Une autre partie qui peut nous aider à augmenter le rendement  est l’ajout de différente graminée autre que le mil. Le mil est une graminée parfaite pour le temps de la coupe avec les luzernes, mais elle nous donne du rendement dans la première coupe principalement. Donc, comme aller chercher du rendement de graminée  dans les coupes 2 et 3.  Il y a une graminée, le Brome, qui nous apporte beaucoup d’appétence  et aussi de nouvelle Fétuque, sans endophyte et plus digestible que les fétuques d’autrefois. Ces deux graminées  nous apportent beaucoup de rendement tout au long de l’année.

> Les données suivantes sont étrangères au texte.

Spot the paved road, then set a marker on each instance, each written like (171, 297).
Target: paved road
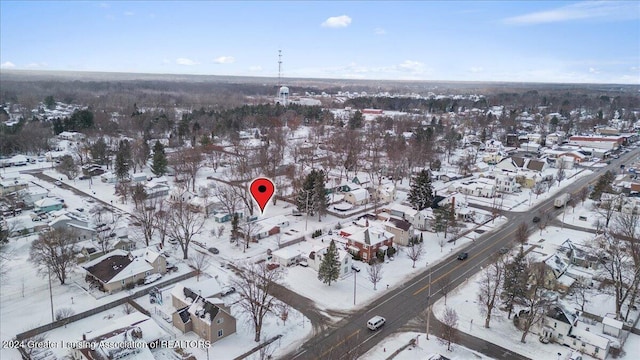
(350, 338)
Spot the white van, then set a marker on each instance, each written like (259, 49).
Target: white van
(375, 322)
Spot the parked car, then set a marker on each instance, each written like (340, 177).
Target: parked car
(376, 322)
(227, 291)
(152, 278)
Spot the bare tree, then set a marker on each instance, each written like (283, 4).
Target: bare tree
(414, 252)
(183, 224)
(449, 327)
(255, 283)
(200, 263)
(522, 234)
(489, 290)
(445, 286)
(146, 217)
(374, 272)
(55, 252)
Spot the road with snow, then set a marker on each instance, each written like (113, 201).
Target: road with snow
(350, 337)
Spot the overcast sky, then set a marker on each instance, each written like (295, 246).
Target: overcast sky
(538, 41)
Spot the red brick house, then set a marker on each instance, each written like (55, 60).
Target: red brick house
(366, 241)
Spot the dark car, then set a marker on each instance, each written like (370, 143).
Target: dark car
(227, 291)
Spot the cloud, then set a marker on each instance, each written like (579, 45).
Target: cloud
(597, 10)
(380, 31)
(224, 60)
(337, 21)
(185, 61)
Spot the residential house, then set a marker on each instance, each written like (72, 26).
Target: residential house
(47, 205)
(9, 185)
(366, 241)
(401, 230)
(137, 329)
(357, 197)
(286, 256)
(119, 269)
(423, 220)
(344, 259)
(564, 327)
(198, 309)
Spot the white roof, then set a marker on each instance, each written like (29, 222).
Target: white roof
(612, 322)
(287, 253)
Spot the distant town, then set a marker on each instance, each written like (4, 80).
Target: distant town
(409, 220)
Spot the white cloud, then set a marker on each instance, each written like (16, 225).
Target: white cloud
(337, 21)
(224, 60)
(601, 10)
(185, 61)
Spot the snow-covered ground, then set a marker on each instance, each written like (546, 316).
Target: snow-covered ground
(423, 348)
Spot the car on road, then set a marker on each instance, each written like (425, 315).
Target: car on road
(152, 278)
(376, 322)
(228, 290)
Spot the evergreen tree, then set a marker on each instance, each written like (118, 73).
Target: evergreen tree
(123, 159)
(159, 165)
(514, 286)
(320, 202)
(329, 270)
(421, 193)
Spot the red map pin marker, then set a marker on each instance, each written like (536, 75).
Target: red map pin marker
(262, 190)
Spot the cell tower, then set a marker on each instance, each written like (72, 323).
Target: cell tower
(283, 91)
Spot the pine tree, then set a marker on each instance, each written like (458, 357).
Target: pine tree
(329, 267)
(421, 193)
(514, 286)
(123, 159)
(320, 202)
(159, 166)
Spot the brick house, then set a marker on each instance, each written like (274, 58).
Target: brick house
(201, 311)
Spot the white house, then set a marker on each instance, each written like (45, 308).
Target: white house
(287, 256)
(357, 197)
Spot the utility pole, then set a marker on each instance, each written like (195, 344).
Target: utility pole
(355, 275)
(50, 295)
(429, 304)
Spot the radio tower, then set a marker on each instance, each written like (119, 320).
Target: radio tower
(283, 91)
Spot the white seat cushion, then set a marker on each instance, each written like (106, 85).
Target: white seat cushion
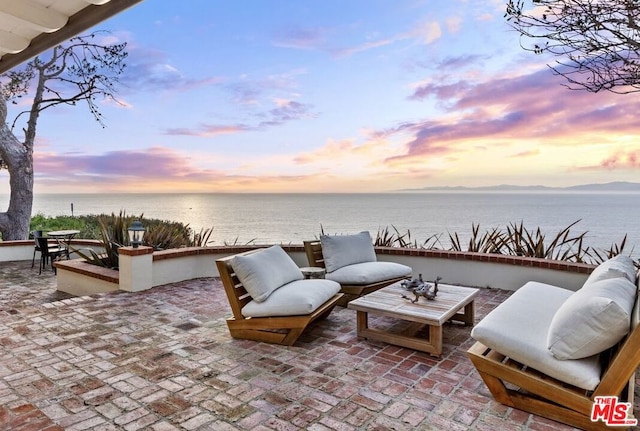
(519, 326)
(264, 271)
(593, 319)
(293, 299)
(368, 272)
(343, 250)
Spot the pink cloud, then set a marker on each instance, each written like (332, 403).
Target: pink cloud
(532, 106)
(619, 160)
(284, 112)
(208, 130)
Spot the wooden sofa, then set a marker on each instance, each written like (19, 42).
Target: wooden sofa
(280, 329)
(354, 288)
(557, 389)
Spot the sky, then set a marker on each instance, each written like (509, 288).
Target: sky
(332, 96)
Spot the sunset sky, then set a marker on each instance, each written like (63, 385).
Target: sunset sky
(333, 96)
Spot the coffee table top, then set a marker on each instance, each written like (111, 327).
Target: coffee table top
(388, 301)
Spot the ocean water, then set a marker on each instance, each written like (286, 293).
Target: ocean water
(292, 218)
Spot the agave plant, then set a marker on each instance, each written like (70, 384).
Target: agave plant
(519, 241)
(491, 241)
(113, 233)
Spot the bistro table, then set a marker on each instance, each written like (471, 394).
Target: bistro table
(63, 237)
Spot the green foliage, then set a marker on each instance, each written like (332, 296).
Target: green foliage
(386, 238)
(87, 225)
(112, 231)
(517, 240)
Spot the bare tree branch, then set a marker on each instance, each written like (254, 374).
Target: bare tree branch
(597, 42)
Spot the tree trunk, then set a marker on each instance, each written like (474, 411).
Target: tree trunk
(14, 223)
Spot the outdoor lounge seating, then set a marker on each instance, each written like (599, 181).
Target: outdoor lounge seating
(351, 261)
(269, 298)
(552, 352)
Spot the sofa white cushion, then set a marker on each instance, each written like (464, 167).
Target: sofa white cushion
(368, 272)
(343, 250)
(296, 298)
(264, 271)
(617, 266)
(519, 326)
(593, 319)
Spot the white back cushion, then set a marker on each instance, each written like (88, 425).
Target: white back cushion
(593, 319)
(264, 271)
(343, 250)
(617, 266)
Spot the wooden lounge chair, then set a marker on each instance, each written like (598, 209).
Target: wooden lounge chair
(283, 330)
(517, 384)
(354, 288)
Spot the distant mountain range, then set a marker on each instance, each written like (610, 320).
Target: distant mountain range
(618, 186)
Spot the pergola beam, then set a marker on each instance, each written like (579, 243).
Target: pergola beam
(81, 21)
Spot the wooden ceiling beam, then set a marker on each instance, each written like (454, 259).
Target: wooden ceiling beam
(81, 21)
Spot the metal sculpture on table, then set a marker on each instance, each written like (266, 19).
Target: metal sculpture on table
(421, 288)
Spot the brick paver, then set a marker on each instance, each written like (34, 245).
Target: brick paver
(163, 360)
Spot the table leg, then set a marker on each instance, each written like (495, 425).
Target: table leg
(362, 322)
(469, 313)
(435, 338)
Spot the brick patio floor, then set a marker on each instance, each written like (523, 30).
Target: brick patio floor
(163, 360)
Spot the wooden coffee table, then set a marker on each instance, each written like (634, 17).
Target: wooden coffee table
(452, 303)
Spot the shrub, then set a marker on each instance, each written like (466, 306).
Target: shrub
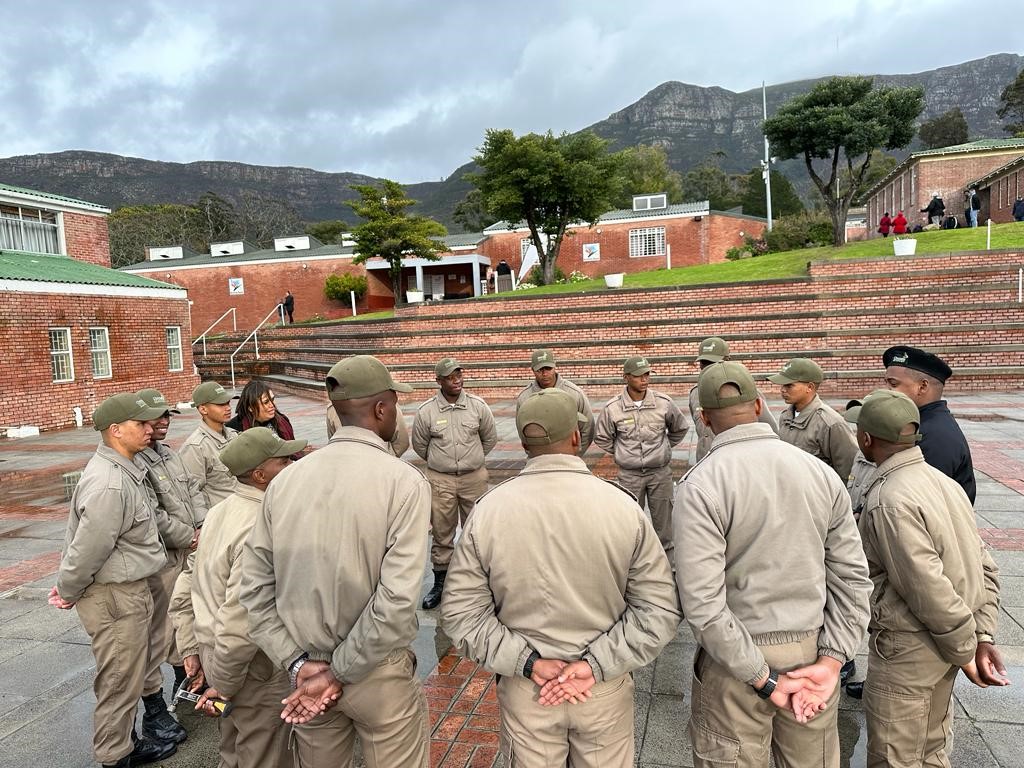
(337, 287)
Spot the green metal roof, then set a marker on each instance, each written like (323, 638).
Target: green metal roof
(54, 198)
(44, 268)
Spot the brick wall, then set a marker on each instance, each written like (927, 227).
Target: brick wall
(138, 355)
(87, 238)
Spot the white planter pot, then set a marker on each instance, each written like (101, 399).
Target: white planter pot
(614, 281)
(905, 247)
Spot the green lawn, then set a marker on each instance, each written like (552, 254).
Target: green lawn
(794, 263)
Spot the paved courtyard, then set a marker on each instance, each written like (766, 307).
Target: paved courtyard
(46, 668)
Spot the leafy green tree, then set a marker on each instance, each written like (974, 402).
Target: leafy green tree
(389, 231)
(945, 130)
(645, 170)
(547, 181)
(1012, 107)
(784, 201)
(471, 212)
(843, 120)
(329, 232)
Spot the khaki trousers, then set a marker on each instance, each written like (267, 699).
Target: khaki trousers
(162, 647)
(653, 487)
(387, 710)
(117, 617)
(730, 725)
(907, 700)
(452, 500)
(254, 735)
(595, 733)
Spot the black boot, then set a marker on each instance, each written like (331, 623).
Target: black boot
(158, 723)
(433, 598)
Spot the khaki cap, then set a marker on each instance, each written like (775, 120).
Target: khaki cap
(713, 349)
(124, 407)
(542, 358)
(445, 367)
(155, 398)
(799, 369)
(636, 366)
(250, 449)
(553, 411)
(714, 377)
(885, 412)
(360, 376)
(210, 391)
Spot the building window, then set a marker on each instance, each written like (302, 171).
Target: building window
(174, 348)
(99, 347)
(29, 229)
(647, 242)
(60, 357)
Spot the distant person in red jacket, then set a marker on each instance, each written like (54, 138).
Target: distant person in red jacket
(885, 224)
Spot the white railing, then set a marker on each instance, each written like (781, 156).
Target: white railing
(202, 336)
(279, 310)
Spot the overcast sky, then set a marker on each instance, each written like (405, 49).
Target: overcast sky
(406, 89)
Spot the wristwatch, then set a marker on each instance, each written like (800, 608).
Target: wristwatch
(768, 688)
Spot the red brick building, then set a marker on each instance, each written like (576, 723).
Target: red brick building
(948, 171)
(75, 331)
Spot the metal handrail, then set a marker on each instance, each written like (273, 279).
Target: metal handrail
(279, 309)
(235, 327)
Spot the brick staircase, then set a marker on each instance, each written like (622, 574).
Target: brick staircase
(963, 306)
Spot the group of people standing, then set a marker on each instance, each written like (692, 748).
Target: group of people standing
(298, 600)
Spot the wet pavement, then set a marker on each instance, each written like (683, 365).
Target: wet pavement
(46, 668)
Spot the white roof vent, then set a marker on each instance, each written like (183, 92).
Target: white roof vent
(650, 202)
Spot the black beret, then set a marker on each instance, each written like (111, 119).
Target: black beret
(916, 359)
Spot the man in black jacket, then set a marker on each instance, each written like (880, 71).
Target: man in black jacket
(922, 376)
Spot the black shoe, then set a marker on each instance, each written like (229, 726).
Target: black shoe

Les rendements sont bien important mais la qualité encore plus.  Avec  notre nutritionniste, André Lamothe, nous nous sommes rendus au champ pour évaluer les stades de coupes. Il faut comprendre que tout n’est pas noir et blanc.  Le % de graminée  dans nos fourrages est très important.  Ce qu’il faut comprendre, est que la première coupe est guidée par la maturité des graminées en premier lieux, pour ne par perdre la digestibilité et la protéine de cette dernière.  Ensuite, en utilisant la méthode du Peak Stick, on mesure la hauteur de la luzerne qui nous prédit la NDF de cette dernière.  On recherche une NDF de 40%.  Ce 40% de NDF est difficile d’être prédit par le stade de floraison de la luzerne, mais peut être prédite plus facilement par la mesure de la hauteur de la tige de la luzerne. Des conditions froide et humide peuvent retarder la formation des boutons floraux. Ainsi, il arrive que la plante atteigne le niveau de 40% de fibre NDF, sans qu’il n’y ait apparition de boutons floraux, car la fibre continue d’augmenter avec le temps.  Je vous inclus le document qui peut nous aider à faire le diagnostic au champ.

Je remercie le support de Pioneer dans ce projet et qui était aussi présent à cette journée!